J Biomech. 2024 Jan;163:111963. doi: 10.1016/j.jbiomech.2024.111963. Epub 2024 Jan 26.
It is generally accepted that the lifting technique strongly influences physical loads within the human body and, thus, the risk of musculoskeletal disorders. However, there is a lack of knowledge regarding whether particular lifting techniques are effective in reducing loads. Hence, this retrospective study quantified (partly published) in vivo loads at joints within the human body during two typical lifting techniques, stoop lifting and squat lifting. Patients who had received instrumented implants underwent in vivo load measurements at either the knee (two patients), the hip (eight patients), or the upper lumbar spine (four patients) while lifting a 10 kg weight frontally with either straight (stoop) or bent (squat) knees.

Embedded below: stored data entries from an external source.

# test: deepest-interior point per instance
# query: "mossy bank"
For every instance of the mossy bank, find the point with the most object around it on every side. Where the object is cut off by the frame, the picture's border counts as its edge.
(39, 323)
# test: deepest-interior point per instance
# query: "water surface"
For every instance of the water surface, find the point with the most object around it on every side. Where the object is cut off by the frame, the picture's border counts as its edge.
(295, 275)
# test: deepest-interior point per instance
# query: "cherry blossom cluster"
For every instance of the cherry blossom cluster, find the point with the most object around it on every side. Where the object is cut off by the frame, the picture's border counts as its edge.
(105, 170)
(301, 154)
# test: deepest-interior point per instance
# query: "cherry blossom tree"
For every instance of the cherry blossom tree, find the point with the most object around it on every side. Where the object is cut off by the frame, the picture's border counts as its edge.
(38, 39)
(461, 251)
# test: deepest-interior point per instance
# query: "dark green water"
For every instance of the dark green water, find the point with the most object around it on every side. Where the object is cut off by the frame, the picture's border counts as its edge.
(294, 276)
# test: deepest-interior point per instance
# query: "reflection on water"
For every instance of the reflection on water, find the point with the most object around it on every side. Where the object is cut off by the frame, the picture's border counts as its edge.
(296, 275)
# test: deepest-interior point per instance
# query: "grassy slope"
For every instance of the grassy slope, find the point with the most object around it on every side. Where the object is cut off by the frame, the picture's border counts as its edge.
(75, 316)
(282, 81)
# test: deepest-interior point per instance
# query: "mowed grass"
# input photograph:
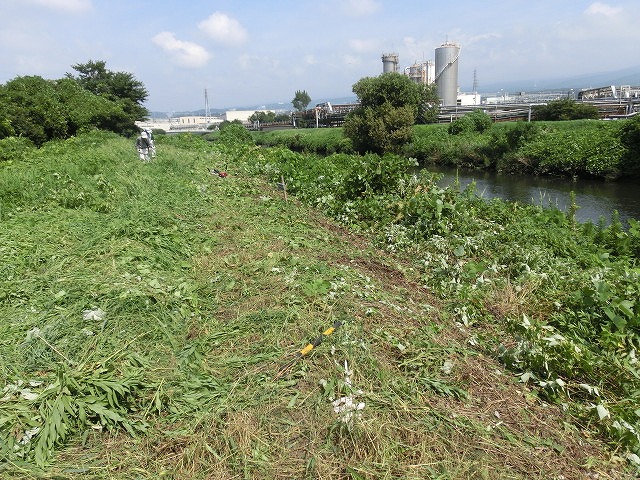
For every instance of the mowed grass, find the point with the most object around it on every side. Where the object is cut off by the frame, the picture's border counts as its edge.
(208, 287)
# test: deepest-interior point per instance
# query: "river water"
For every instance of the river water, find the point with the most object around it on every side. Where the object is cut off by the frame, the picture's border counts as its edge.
(595, 199)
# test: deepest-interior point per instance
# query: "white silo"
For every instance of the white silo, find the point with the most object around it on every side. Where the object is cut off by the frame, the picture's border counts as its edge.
(447, 72)
(421, 73)
(389, 62)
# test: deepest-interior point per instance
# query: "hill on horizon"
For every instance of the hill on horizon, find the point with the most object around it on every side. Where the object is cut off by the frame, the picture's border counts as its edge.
(626, 76)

Contact forces and moments and the orientation of the contact force vector were determined and examined using the paired t test of Statistical Parametric Mapping. The two lifting techniques did not differ in terms of load magnitudes but did differ in terms of directions: (i) at the hip joint, the load vector varied significantly (p < 0.05) in the frontal and sagittal planes, (ii) at the knee joint, the load vector differed significantly (p < 0.05) in the sagittal plane (iii) while the load vector and magnitude did not differ at the upper lumbar spine (p > 0.05). Our findings indicate that the lifting technique causes changes in the orientation rather than the magnitude of lower extremity joint contact loads. Even though this quantification could only be performed in a small group of patients, the quantification of the relevance of such lifting technique recommendations will hopefully guide future recommendations towards a more scientific interpretation.

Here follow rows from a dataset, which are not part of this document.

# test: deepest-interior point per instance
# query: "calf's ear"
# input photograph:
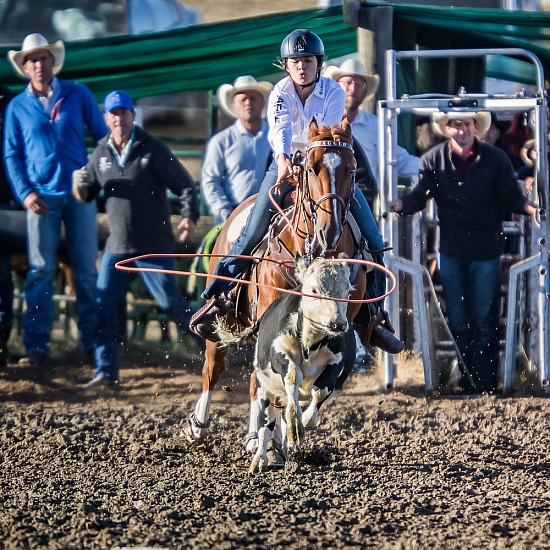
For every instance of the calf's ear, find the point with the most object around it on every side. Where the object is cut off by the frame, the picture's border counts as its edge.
(301, 268)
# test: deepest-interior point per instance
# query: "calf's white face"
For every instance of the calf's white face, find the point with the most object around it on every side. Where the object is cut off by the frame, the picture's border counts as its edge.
(325, 278)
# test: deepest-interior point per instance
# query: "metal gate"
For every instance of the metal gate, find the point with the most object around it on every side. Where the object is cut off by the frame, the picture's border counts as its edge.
(532, 269)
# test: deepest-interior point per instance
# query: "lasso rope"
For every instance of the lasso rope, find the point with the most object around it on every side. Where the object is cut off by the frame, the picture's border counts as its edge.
(122, 265)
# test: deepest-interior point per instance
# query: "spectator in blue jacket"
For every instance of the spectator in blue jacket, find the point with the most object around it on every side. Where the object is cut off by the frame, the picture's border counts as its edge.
(44, 143)
(135, 171)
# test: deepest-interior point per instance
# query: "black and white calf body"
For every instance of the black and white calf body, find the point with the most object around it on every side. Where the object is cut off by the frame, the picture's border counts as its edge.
(305, 350)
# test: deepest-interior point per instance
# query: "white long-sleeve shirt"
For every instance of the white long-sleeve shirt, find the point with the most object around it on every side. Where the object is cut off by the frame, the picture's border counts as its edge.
(289, 119)
(365, 131)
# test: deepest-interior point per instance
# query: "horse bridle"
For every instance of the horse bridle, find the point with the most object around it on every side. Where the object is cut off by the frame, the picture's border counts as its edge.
(329, 196)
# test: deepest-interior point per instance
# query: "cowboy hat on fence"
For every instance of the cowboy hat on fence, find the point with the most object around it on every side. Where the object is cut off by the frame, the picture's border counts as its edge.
(440, 121)
(353, 67)
(247, 83)
(32, 43)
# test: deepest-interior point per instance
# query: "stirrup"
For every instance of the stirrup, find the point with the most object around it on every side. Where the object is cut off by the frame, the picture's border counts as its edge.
(202, 322)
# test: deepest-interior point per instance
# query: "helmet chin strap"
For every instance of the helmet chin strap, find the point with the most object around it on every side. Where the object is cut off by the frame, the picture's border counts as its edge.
(312, 83)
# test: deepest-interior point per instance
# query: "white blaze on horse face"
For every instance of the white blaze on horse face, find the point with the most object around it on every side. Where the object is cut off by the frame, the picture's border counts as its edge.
(332, 161)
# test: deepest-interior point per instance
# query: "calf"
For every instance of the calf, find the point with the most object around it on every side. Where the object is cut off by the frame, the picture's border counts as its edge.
(305, 350)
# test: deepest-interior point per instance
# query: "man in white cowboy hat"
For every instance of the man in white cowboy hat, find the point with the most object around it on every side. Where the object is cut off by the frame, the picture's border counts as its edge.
(135, 170)
(237, 158)
(44, 143)
(474, 186)
(359, 86)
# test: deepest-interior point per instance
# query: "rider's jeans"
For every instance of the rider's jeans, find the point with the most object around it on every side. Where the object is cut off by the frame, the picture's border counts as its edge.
(472, 296)
(258, 224)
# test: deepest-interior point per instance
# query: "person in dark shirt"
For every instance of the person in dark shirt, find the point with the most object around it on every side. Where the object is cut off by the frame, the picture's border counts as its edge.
(474, 186)
(135, 170)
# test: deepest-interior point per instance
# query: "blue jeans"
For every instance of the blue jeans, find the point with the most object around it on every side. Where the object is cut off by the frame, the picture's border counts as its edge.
(471, 290)
(43, 235)
(112, 285)
(258, 223)
(6, 294)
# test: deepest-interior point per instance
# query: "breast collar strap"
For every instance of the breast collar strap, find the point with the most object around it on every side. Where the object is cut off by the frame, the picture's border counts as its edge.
(307, 351)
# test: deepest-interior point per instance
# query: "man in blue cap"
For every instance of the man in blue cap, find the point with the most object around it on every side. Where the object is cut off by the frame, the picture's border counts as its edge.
(135, 171)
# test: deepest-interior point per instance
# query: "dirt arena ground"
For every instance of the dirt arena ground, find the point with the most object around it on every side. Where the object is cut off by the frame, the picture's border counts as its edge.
(384, 470)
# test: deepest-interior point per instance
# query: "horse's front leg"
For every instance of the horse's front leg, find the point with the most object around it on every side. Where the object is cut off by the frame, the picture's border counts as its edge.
(268, 420)
(198, 423)
(311, 415)
(293, 414)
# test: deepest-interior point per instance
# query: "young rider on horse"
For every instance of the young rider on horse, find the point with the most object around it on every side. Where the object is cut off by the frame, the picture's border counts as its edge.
(294, 101)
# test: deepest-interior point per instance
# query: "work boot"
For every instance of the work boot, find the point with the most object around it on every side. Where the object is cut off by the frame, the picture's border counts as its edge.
(202, 322)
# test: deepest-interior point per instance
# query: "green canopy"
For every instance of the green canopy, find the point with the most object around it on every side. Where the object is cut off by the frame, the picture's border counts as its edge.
(195, 58)
(449, 27)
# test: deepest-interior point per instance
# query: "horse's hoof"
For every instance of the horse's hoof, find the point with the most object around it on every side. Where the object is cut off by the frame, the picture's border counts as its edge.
(258, 465)
(275, 458)
(195, 431)
(251, 442)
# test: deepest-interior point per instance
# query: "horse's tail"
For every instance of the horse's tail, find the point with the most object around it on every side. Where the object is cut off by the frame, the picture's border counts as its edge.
(227, 336)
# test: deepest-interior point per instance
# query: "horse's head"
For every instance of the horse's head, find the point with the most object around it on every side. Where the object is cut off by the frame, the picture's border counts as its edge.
(329, 181)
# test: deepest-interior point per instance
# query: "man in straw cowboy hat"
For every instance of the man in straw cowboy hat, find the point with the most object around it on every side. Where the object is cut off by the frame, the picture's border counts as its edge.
(135, 170)
(360, 86)
(44, 142)
(474, 186)
(236, 158)
(302, 94)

人们普遍认为,提举技术会强烈影响人体内部的物理负荷,进而影响肌肉骨骼疾病的风险。然而,对于特定的提举技术是否能有效减轻负荷,目前还缺乏相关知识。因此,这项回顾性研究对两种典型提举技术(弯腰提举和深蹲提举)过程中人体关节的体内负荷进行了量化(部分已发表)。接受了植入式仪器的患者在直膝(弯腰)或屈膝(深蹲)向前提起10公斤重物时,在膝关节(2名患者)、髋关节(8名患者)或上腰椎(4名患者)进行了体内负荷测量。使用统计参数映射的配对t检验确定并检查接触力、力矩以及接触力矢量的方向。两种提举技术在负荷大小方面没有差异,但在方向上存在差异:(i)在髋关节,负荷矢量在额面和矢状面有显著变化(p < 0.05);(ii)在膝关节,负荷矢量在矢状面有显著差异(p < 0.05);(iii)在上腰椎,负荷矢量和大小没有差异(p > 0.05)。我们的研究结果表明,提举技术会导致下肢关节接触负荷的方向发生变化,而不是大小。尽管这种量化只能在一小部分患者中进行,但对这种提举技术建议相关性的量化有望为未来的建议提供更科学的解释指导。